They fix up the house within a week. The new curtains, carpets, furniture – it all makes the house look rather new and attractive. Kleinpiet has to admit that his wife brought in a breath of fresh air into the old home as they sip a well-deserved Cactus at the end of the day.

“You’ll never become used to me, will you, Kleinpiet? I mean, lose the fascination? It’ll be so sad if you do.” Precilla rests her head against his shoulder. Being married is great, but what if…? She remembers the heartbreaks of her youth, the break-ups, the loneliness. This time, she has decided, she’ll have to be much more aware, much more careful, in the relationship. She’s seen the way Kleinpiet sulks lately and she’s worried about it. “I do so much want to make you happy…”

Kleinpiet hugs her with a smile. “Love is enjoying the shade without expecting the fruit,” he says.”And … I found a few blossoms on the old peach tree today. I think it is trying to tell us something.”


Shades of Forgiveness

Editorial, Upington Post.

The emotional scenes outside court this week, spoke volumes. As the two convicted men were taken to prison, the crowd outside the courthouse displayed a spectrum of reactions.

“They deserve to be hanged,” a bereaved old man shouted. His son was one of the victims. “They murdered my son and killed my faith. I have nothing to live for anymore.”

A woman who refused to be identified, sat on the pavement, crying softly. “The tall one is the father of my son. I never thought he was involved with something like this. My life is ruined – I have nothing left.”

Off to one side, a jeering group of youths chanted the old ANC slogan, One settler, one bullet, cheering as the bewildered two men got into the police van. Not far away from them, a television crew filmed their performance for the SABC. The producer urged the cameraman nearer, but was horrified when a youth grabbed the camera and ran off with it.

The two men however, remained silent. During the hearing, both pleaded not guilty, blaming their crimes as a legacy of Apartheid. During cross-examination, it was evident that – although they claimed a political motive for their attacks – neither man could explain why a policy that became extinct twenty years ago, should be the motive for their murders.

As the van drove off, the lawyers for the state and the defence were seen heading to the Oasis Casino, after shaking hands.

In The Upington Post’s opinion, justice was served.
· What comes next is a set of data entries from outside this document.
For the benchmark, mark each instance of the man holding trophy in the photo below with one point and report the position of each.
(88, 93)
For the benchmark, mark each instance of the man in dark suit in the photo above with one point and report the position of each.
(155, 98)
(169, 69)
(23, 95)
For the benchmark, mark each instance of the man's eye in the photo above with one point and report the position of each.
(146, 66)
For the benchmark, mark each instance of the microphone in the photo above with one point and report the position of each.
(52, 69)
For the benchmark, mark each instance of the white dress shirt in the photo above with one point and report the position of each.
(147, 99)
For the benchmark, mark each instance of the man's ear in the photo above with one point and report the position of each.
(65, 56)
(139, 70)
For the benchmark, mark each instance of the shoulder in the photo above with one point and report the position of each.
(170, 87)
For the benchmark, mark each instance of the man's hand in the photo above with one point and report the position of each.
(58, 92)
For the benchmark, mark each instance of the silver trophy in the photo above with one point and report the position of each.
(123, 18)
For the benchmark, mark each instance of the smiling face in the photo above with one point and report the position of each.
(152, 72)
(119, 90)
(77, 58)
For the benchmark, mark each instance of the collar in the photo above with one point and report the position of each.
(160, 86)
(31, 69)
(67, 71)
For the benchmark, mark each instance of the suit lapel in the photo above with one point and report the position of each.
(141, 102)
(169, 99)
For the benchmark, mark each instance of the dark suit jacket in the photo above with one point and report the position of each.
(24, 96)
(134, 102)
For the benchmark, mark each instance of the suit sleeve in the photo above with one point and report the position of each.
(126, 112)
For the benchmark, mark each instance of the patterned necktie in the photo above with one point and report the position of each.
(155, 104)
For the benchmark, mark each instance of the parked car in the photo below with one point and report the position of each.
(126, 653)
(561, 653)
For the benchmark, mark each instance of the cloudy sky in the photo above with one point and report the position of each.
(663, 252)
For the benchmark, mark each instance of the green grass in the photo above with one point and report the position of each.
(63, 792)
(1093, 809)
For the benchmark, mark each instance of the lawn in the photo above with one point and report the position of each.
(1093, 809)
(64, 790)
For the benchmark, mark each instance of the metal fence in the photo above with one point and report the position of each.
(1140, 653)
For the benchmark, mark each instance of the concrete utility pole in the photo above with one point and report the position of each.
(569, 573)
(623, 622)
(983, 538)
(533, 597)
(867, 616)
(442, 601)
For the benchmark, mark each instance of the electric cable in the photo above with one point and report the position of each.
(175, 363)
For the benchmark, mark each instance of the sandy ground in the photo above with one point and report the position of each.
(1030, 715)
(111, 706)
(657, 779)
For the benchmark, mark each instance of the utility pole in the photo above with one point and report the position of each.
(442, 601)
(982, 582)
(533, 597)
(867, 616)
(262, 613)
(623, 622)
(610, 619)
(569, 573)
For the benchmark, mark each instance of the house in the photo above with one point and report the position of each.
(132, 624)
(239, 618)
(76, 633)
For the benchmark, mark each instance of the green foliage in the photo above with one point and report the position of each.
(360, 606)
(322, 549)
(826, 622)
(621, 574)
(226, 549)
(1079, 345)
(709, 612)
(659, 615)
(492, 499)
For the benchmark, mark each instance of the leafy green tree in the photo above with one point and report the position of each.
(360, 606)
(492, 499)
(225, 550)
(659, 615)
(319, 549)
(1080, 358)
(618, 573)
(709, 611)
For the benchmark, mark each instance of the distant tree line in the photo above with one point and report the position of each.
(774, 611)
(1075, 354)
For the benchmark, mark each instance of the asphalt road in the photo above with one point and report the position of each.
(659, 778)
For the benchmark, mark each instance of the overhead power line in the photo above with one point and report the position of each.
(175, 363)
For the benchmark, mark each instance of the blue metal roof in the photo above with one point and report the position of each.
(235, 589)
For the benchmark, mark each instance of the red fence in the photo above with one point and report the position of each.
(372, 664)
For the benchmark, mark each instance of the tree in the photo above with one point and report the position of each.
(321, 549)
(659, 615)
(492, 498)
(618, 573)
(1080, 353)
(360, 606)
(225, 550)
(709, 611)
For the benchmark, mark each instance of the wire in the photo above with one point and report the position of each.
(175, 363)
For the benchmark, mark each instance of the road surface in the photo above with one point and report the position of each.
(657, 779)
Sadly, that is all that happened during the trial. The huge rifts in our society will need much more than a court case to heal. The crime was punished but the question remains: how to you reprove the polarisation in our community?

Oudoom’s sermon.

“Forgive us our trespasses, as we forgive those that trespass against us. You all know the verse, and we all pray it at times. Yet, while we expect God to forgive us, we are rather reluctant to keep our part of the bargain. Have we not all sinned?

“Yet, John teaches us that He is true: if we confess our sins, He will forgive us.

“And that, my Brothers and Sisters, is the key. Confessing. If you don’t acknowledge our wrongs, He can’t forgive us. And confessing without remorse is not confessing – you have to admit your transgression … and be sorry about it.  Once you’ve  told yourself and those you’ve harmed that you’re truly, truly sorry, you may hope for forgiveness.

“So forgiveness starts with you, not with God. It’s not something you can demand. It’s not there for the asking or the taking. We can’t go on strike until God relents and tells us its okay, we are forgiven. We have to admit first, showing true repentance, before His grace will cover our sins.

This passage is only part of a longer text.